Réintégration dans le Parti du Peuple des deux anciens représentants du pays aux assemblées françaises
&
Apparition d’un Premier ministre dans le régime militaire
&
Le très grave incident de Diawara (Bakel) sur le Fleuve



Le 5 Avril 1966, « après avoir pris connaissance des demandes de réintégration formulées par les intéressés, les permanents (du Bureau politique national) ont décidé de mettre fin à la mesure d’exclusion définitive qui frappait les camarades Sidi el Moktar N’Diaye et Souleymane Ould Cheikh Sidya et d’autoriser leur retour au Parti du Peuple Mauritanien à compter de ce jour ». Le 28 Mars précédant, le Bureau politique national avait accepté le principe de la réintégration dans le Parti des anciens présidents de l’Assemblée nationale : Sidi el Moktar N’Diaye et Souleymane Ould Cheikh Sidya, qui en avaient été exclus en Avril 1964 pour avoir refusé de signer en blanc leur démission de député.

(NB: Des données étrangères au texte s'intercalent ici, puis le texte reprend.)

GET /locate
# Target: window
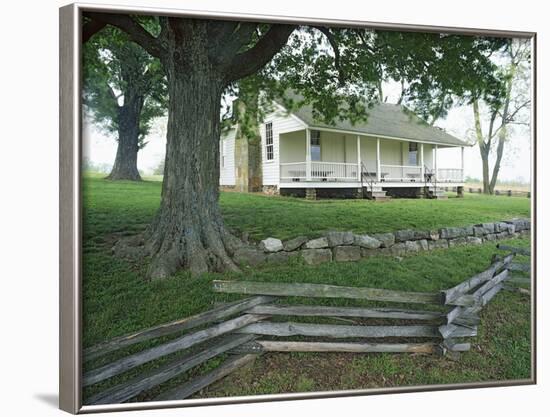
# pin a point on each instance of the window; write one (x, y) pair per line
(315, 145)
(269, 141)
(413, 153)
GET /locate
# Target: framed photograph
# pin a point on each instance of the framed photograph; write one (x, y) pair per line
(256, 208)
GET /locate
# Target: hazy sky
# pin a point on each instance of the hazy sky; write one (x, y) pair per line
(101, 148)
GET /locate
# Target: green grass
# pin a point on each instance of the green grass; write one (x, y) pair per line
(285, 217)
(117, 299)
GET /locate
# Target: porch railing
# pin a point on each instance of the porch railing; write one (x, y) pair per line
(344, 171)
(402, 173)
(450, 175)
(334, 171)
(293, 171)
(320, 171)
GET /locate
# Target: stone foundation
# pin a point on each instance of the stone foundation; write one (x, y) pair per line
(270, 189)
(347, 246)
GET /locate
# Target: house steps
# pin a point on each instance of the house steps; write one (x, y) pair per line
(437, 193)
(376, 194)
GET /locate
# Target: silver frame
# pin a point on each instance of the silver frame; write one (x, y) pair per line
(70, 226)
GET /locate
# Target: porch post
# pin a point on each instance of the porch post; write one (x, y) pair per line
(435, 161)
(358, 158)
(378, 159)
(422, 162)
(461, 163)
(308, 155)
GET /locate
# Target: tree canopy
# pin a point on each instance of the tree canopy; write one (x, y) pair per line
(336, 70)
(115, 69)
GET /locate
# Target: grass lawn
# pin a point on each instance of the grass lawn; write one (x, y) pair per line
(110, 205)
(117, 299)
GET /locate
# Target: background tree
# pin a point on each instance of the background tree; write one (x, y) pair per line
(124, 90)
(201, 58)
(507, 104)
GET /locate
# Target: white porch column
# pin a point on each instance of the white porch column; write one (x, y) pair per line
(461, 163)
(435, 161)
(308, 155)
(358, 158)
(378, 159)
(422, 161)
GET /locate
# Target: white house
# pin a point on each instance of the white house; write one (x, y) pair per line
(393, 152)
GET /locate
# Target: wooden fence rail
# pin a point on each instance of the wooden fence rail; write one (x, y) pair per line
(234, 329)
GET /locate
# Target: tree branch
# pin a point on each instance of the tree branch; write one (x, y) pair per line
(334, 44)
(251, 60)
(135, 31)
(90, 28)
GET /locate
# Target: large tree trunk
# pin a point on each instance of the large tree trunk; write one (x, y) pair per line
(125, 166)
(188, 230)
(485, 169)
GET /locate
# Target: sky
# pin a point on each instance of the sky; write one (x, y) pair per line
(100, 147)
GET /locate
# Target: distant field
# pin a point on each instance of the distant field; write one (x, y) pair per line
(117, 299)
(501, 187)
(286, 217)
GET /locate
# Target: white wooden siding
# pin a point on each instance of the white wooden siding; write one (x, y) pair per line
(292, 146)
(428, 155)
(282, 123)
(391, 152)
(368, 153)
(227, 147)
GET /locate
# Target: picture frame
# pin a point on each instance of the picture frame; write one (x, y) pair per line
(70, 203)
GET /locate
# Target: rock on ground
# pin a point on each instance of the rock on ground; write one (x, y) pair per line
(339, 238)
(366, 241)
(319, 243)
(316, 256)
(294, 244)
(271, 244)
(347, 253)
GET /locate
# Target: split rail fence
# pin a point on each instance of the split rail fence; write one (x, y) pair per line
(247, 328)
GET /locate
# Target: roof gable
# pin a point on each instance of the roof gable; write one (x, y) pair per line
(386, 120)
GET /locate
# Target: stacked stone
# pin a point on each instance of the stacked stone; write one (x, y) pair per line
(348, 246)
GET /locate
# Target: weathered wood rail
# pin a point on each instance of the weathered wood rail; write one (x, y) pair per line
(236, 330)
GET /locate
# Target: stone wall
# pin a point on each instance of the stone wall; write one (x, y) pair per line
(348, 246)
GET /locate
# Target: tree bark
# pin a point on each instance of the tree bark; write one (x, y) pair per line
(484, 147)
(125, 166)
(200, 59)
(188, 230)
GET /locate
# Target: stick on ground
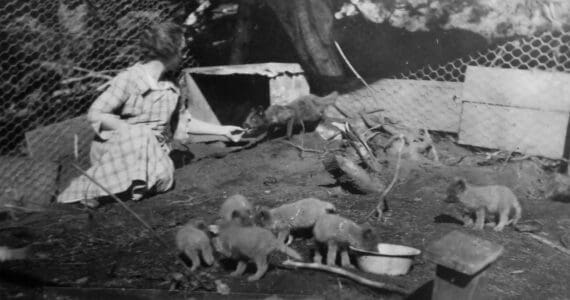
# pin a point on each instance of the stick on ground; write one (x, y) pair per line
(379, 207)
(548, 242)
(345, 273)
(145, 224)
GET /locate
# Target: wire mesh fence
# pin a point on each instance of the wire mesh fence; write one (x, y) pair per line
(513, 97)
(56, 54)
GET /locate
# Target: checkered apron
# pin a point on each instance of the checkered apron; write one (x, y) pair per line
(137, 153)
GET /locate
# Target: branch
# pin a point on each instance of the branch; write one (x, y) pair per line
(370, 89)
(345, 273)
(381, 202)
(302, 149)
(367, 156)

Cette réconciliation des opposants –plus notoires en raison de leurs fonctions dans le système parlementaire de l’époque coloniale française – avec le système du parti unique et même le régime présidentiel qu’ils ont chacun combattu, est spectaculaire. Elle constitue la première étape d’une démarche tenant autant aux élites mauritaniennes qu’à la personnalité du président Moktar Ould Daddah : démarche visant sans cesse à rallier les réfractaires et à les faire participer à la forme la plus globalisante possible d’une démocratie, à la fois naissante mais correspondant dans sa pratique aux manières traditionnelles de débattre dans les collectivités.

Sidi El Moktar N’Diaye et Souleymane Ould Cheikh Sidya ne réoccuperont plus de positions nationales dans le Parti ou dans l’Etat, mais ils exerceront un magistère moral dans leur région natale, le Trarza, devenu la VIème région à partir de 1968. Tour à tour secrétaire fédéral du Parti, investi par le Bureau politique national, mais si le système avait été électif, ils auraient été portés à la même place.

Souleymane Ould Cheikh Sidya participera activement au Conseil national, tenu à Tidjikja en Mars 1970. L’ancien député au Parlement français, quant à lui, se risquera cependant aux pratiques d’antan en opérant des réconcilisations locales entre tribus. Il sera condamné aussitôt par les instances nationales du Parti soucieuses que la légitimité de toute autorité et de toute procédure soient celles du régime nouveau et non des habitudes anciennes.

L’un et l’autre ont la dignité de ne pas s’offrir aux putschistes en 1978, et achèvent leur vie dans la discrétion. Sidi El Moktar N’Diaye meurt à Saint-Louis le 25 Janvier 1997 et, c’est non loin de Souleymane Ould Cheikh Sidya, décédé deux ans avant lui, que Moktar Ould Daddah sera inhumé sur l’une des dûnes environnant Boutilimit. 



Le 6 Avril 1979, un « Comité militaire de salut national » (C.M. S. N.) reprochant à son président, le colonel Mustapaha Ould Mohamed Saleck, son « indécision » et son « manque d’autorité », se substitue au « Comité militaire de redressement national » (C.M.R.N.).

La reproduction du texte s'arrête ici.